Социология плача. Современное общество блокирует, табуирует плач. Он становится стыден и неприличен. Саша Соколов, по его словам, специально ходил смотреть на американские похороны: «Вместо могильщиков – машина типа трубоукладчика... А потом бульдозер все заравнивает. И ни слез, ни рыданий. Родственники стоят на почтительном расстоянии, но не слишком далеко, чтобы все-таки было видно, что они имеют какое-то отношение к происходящему». Вспомним и наше: «В горле сдержите слезы, горькие слезы...». Но ведь традиционно целый ряд социально значимых явлений отмечался плачем – проводы в армию, свадьба, похороны... Значит, плач – коллективный! – имеет важный социальноорганизующий смысл. Недаром плач получил фольк­лорную форму развития: это один из наиболее развитых жанров народной поэзии. Девушки специально ходили на похороны, чтобы поучиться «выть», «причитать». Было стыдным не уметь «пла­кать», «причитать». Для этого необходимо было знать определён­ные, если не формулы, то структуры причеты. Даже во второй половине XX века «бабы по найму рыдали сквозь зубы» (В. Высоцкий), то есть ощущалась потребность в проговаривания события. Об этом же говорил и Мераб Мамардашвили: смерть должна быть артикулирована родом, только тогда человек умирает подлинно человечески, оставаясь жить в роде. В.П. Зинченко вспо­минает: «Во время наших встреч у Леонтьева Алексей Николаевич как-то спросил: с чего начался человек? Мераб Константинович, не задумываясь, ответил: с плача по умершему» [6].

Если в настоящее время табу на плач все-таки ослаблено для девочек, девушек, женщин, то для мужчин оно гораздо сильнее. Не этим ли вызвана существенно меньшая продолжительность жизни мужчин практически во всех патриархатно ориентированных культурах, в том числе и нашей?

Социальная природа плача подтверждается феноменом коллек­тивного плача, до сих пор весьма массово представленном в зам­кнутых девичьих сообществах (летний лагерь отдыха). Формаль­ным поводом может стать влюбленность, тоска по дому, обида. Важен сам факт коллективного плачевого переживания, по какой-то причине более ценный, чем индивидуальные «слёзы в подушку».

Философия и культурология плача. Обозначив и отграничив пси­холого-антропологические и социальные аспекты плача, мы полу­чили возможность беспрепятственно обратиться к самой сущности его как культурологического ценностно преисполненного явления.
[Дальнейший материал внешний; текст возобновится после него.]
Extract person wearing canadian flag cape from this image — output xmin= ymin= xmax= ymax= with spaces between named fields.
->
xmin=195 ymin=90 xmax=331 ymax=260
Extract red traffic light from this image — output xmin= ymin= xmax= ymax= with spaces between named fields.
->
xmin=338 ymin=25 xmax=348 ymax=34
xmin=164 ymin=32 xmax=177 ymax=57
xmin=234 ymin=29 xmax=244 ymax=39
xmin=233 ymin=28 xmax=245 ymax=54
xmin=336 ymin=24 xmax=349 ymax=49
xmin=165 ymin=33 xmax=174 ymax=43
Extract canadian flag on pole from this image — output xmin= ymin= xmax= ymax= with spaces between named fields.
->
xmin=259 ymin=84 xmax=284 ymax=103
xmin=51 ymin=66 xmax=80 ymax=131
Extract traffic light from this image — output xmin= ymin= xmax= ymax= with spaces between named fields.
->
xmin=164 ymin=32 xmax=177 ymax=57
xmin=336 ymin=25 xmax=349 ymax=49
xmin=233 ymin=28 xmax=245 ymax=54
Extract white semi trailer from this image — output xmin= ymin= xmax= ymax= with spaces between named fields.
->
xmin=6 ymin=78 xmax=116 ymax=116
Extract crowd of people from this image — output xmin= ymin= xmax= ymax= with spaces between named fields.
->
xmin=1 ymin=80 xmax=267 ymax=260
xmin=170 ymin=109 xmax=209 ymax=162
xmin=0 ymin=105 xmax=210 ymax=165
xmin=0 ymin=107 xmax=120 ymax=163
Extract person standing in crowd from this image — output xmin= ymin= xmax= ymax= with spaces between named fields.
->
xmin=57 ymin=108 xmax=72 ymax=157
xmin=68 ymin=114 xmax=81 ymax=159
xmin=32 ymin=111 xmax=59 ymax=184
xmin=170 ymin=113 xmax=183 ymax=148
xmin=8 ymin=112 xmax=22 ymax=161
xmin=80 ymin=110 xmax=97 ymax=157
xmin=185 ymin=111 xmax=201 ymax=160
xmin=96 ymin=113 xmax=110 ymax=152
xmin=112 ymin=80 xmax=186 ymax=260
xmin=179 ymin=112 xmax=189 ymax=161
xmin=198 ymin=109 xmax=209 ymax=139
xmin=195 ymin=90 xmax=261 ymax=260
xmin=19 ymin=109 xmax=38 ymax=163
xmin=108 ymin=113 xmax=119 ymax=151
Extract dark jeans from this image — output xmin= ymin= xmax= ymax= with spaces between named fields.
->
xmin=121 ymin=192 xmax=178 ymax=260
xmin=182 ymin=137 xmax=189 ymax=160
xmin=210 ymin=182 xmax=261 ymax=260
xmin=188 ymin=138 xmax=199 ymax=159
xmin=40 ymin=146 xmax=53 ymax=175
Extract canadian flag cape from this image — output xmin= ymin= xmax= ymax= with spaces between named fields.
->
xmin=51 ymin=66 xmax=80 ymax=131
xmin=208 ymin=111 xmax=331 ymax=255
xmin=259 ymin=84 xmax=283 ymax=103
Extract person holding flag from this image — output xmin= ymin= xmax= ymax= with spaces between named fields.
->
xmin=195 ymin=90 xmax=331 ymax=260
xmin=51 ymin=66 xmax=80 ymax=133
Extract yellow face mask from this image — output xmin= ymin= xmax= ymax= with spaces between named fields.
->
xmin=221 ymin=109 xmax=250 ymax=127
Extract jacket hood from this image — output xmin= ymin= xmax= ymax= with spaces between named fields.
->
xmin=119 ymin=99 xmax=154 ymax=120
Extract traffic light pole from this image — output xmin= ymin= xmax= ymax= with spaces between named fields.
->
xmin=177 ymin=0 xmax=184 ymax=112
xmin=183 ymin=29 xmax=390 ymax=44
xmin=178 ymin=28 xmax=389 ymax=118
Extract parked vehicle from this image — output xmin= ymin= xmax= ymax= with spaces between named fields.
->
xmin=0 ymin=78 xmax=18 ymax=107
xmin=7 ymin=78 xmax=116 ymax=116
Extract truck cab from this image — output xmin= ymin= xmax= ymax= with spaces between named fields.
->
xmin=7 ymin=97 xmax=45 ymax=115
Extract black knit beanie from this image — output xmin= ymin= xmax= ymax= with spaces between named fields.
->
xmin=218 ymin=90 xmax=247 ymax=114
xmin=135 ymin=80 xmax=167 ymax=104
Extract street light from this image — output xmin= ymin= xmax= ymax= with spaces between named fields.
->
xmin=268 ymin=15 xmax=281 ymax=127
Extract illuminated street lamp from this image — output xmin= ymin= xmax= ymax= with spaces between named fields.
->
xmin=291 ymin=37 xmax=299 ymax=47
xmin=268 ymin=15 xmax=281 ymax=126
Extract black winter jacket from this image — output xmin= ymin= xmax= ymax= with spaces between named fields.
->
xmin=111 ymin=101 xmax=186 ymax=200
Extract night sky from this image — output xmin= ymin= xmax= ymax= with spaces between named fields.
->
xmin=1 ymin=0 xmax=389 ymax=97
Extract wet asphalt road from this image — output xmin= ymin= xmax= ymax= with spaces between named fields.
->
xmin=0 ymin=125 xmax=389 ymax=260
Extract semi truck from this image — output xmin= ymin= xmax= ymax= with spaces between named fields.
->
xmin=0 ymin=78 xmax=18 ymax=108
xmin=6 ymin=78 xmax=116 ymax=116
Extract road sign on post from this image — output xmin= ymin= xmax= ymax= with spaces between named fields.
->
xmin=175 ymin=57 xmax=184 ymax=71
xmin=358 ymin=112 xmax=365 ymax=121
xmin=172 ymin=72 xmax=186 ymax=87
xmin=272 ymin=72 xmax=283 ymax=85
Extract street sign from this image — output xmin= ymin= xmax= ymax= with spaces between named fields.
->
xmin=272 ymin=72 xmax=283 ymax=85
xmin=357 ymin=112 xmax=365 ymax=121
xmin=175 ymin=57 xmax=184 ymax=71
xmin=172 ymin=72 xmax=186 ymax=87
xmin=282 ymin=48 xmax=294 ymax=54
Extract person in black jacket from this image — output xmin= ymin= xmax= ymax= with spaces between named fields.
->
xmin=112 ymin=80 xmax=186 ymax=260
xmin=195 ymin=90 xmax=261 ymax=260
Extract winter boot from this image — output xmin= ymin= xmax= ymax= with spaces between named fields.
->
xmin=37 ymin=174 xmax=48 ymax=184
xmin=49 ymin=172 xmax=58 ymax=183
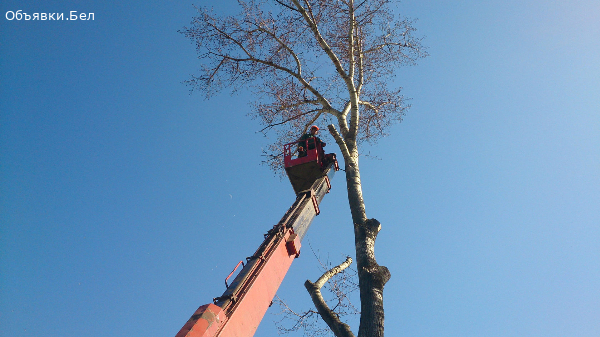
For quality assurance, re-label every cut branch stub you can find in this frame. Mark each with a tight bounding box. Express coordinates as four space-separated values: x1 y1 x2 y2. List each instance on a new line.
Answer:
354 218 389 337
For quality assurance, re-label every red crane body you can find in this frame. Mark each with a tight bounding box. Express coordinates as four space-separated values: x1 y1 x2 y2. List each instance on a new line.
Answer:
176 142 338 337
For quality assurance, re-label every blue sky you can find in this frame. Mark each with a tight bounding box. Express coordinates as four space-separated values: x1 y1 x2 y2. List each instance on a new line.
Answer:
1 1 599 336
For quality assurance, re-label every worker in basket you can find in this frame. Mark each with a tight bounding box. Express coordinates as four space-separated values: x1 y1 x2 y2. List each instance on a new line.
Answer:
297 125 326 158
Плач и смерть. Еще в начале статьи мы представили плач как эмпирический коррелят смерти. Но что есть смерть, культурологически рассмотренная? Это точка границы, пограничья, предела. Это точка между земной жизнью и жизнью вечной, между земной жизнью и не-жизнью, небытием – в зависимости от ментальной ориентированности субъекта смерти. Точка – символ смерти – это точка междумирья, двумирья. Человек, находящийся в точке «истинной смерти» – и Там и Здесь, и в Бытии и в Небытии, и в Конечности и в Вечности. Эта точка уникальна для возможности понимания двух миров в их взаимосвязи. Однако оказаться в точке «истинной смерти» возможно лишь один раз в жизни. Поэтому в культурально значимой жизни человек изыскивает способы временно подключиться к ощущению «двумирья», чтобы лучше понять нынешнюю ситуацию, свое положение в этом мире.

«“Ты не сердишься?” “Я сначала злилась. А потом поняла, что ты для меня же старался”. “Правда? – удивился Климов. – Как ты догадалась?” “Я ведь тоже поплакала. А после слез всё яснее становится”» (Юрий Нагибин. «Перекур»).

Что же такое происходит в плаче, что позволяет понять то, что до плача, вне плача не могло бы быть понято? Плач – это разрыв постепенности повседневной жизни, убеждающей человека в одномирии, в реальности единственно земного, эмпирического мира. И одновременно – это «замыкание контакта» с трансцендентным миром, некоторое «легато» с ним, известная «антанта», сердечное согласие. В этом смысле плач следует трактовать как выход из устойчивости, спокойствия, стабильности. Здесь же плач ближайшим образом соотносится с молитвой. «Обращение к богу предусмотрено идейной и образной структурой традиционных похоронных причитаний», – читаем мы в предисловии к сборнику русских плачей [1, 31]. С другой стороны, религиозность, в частности, православная, целиком пронизана идеей плача. В «Лествице Преподобного Иоанна» есть отдельная глава «О радостотворном плаче». В ней, в частности, говорится: «Плач есть златое жало, уязвлением своим обнажающее душу от всякой земной любви и пристрастия...». Четко различаются «безблагостные (гнуснейшие) слезы тщеславия», «естественные, или неправильные, слезы» и «плач духовный», «плач богоугодный», «блаженный, благодатный плач». Приветствуется переход от первого ко второму и осуждается обратный переход [7].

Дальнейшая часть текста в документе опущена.